Like radio (and digital marketing), direct mail is a targeted approach that can be tailored to specific audiences, from long-time clients to new prospects, creating a higher level of engagement per advert and a reduction in marketing spend waste.

But direct mail offers a few benefits that radio and digital can’t. First, and not to be underestimated, direct mail is tangible. Even if your intent is to pick the mail up from the doormat and dump it in your bin, you have to interact with it. And, as you’re doing so, you might read it. And, as you’re reading it, you might say to yourself, Hmm, that’s interesting. And, as you’re saying to yourself, Hmm, that’s interesting, you might even decide to find out more about what they’re offering… Before you know it, you’ve signed up to a time-share in Aspen and a year’s subscription to Knitting For Dogs.

Second, direct mail is highly measurable. Want to track the success of your campaign? Simply count the number of inquiries or sales made, or the number of coupons redeemed from a given mail piece. Easy peasy, and the kind of clear, measurable success rates that digital campaign managers would kill for.

Finally, direct mail is cheap and simple. Creating assets can be done on any widely available publishing tool (many of which are free) in an hour so, and large-scale mail-out companies provide a cost- and time-effective method of dissemination.

Targetable, tangible, measurable, cheap, quick and easy – it might not be one of these new-fangled digital marketing thingamajigs, but it gets the job done!

Traditional versus digital? Or traditional and digital?

Giant jigsaw pieces

Not sure this 1,000-piece giant jigsaw idea’s gonna take off, Dave.
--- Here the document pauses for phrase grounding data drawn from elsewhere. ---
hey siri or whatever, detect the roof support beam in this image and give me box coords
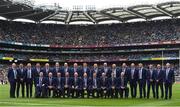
[153,5,173,17]
[100,11,124,22]
[65,11,73,24]
[127,8,148,20]
[39,11,59,22]
[124,8,147,19]
[83,12,96,24]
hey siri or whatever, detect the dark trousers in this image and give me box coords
[16,80,25,98]
[147,81,155,98]
[71,88,82,98]
[120,87,129,98]
[82,88,90,98]
[26,79,33,98]
[55,88,64,97]
[35,86,47,98]
[165,82,173,99]
[47,87,55,97]
[92,88,101,98]
[156,81,164,99]
[9,81,16,98]
[130,80,137,98]
[64,87,70,97]
[100,88,107,98]
[138,79,146,98]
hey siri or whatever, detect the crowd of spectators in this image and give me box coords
[0,19,180,45]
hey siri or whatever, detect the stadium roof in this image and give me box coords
[1,0,180,24]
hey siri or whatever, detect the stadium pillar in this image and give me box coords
[161,51,164,69]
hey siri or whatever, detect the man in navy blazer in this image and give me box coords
[129,63,138,98]
[8,63,17,98]
[34,72,47,98]
[81,73,91,98]
[64,72,72,98]
[61,63,71,77]
[164,63,175,100]
[107,72,119,98]
[147,64,156,99]
[91,63,102,78]
[46,72,56,97]
[71,63,80,78]
[52,62,61,77]
[80,63,90,78]
[71,72,82,98]
[54,72,65,98]
[100,73,108,98]
[119,72,129,98]
[101,63,111,78]
[120,63,130,81]
[138,63,147,98]
[16,63,26,98]
[42,63,52,77]
[90,73,101,98]
[25,63,34,98]
[32,63,42,87]
[155,64,164,99]
[110,64,120,78]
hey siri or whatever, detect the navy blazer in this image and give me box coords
[91,68,102,78]
[164,68,175,84]
[46,77,56,86]
[79,67,91,78]
[52,67,61,77]
[70,67,80,77]
[119,68,130,80]
[71,77,82,88]
[89,78,101,89]
[137,68,147,80]
[109,68,121,78]
[154,69,164,83]
[82,77,91,89]
[54,77,65,88]
[100,67,111,78]
[8,68,17,83]
[146,69,156,82]
[34,77,47,87]
[107,77,119,88]
[42,67,53,77]
[24,68,35,80]
[60,67,72,77]
[129,68,138,81]
[17,68,26,81]
[119,77,128,88]
[32,67,42,78]
[100,77,108,88]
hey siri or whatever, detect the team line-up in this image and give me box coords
[8,62,175,99]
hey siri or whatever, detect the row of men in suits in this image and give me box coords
[35,71,129,98]
[8,62,175,99]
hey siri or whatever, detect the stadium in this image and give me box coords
[0,0,180,106]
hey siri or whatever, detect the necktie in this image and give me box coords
[58,78,61,87]
[84,78,87,87]
[14,69,17,79]
[94,79,97,87]
[121,78,124,87]
[39,77,42,86]
[166,69,169,80]
[131,69,134,79]
[139,68,142,79]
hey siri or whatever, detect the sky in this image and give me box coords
[14,0,178,10]
[7,0,179,24]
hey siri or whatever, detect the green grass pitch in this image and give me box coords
[0,83,180,107]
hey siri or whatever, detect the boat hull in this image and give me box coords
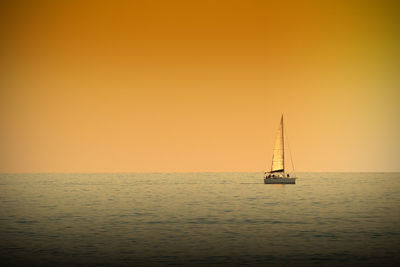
[264,178,296,184]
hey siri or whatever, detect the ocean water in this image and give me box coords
[0,172,399,266]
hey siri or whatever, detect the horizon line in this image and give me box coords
[1,170,399,174]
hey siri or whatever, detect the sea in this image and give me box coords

Tradition and digital are often discussed in terms of their comparable merit to one another (and this blog isn’t helping matters…). Which is cheapest? Which will get the most reach? Which will maximise ROI?

But what if you could make them both work for you? What if each were a piece of the overall puzzle, and that by using both you could really make the most out of your marketing? After all, the various forms of traditional and digital media all do slightly different things and reach people in slightly different ways, so why see them as separate entities when they could be used together to get the most out of your campaigns?

Maybe you’re a supplier of high-end kitchenware? Then a printed brochure mailed to customers and supported by a sleek and sexy Instagram feed would work wonders.

Or maybe you’re the aforementioned Luigi’s take-away? An A5 leaflet drop is a given, but why not coincide your efforts with a Facebook campaign offering a free meal to the hundredth liker of your page?

Or perhaps you’re a social media-savvy digital marketer fluent in all online platforms that could really benefit from a 2-minute radio ad or newspaper advertorial?

Whatever your business, whatever your goal, when it comes to your marketing try not to treat traditional and digital media as separate entities warring against each other.

It shouldn’t be a case of one or the other, this versus that – there’s plenty of room, and plenty of opportunity, to get the best out of both worlds.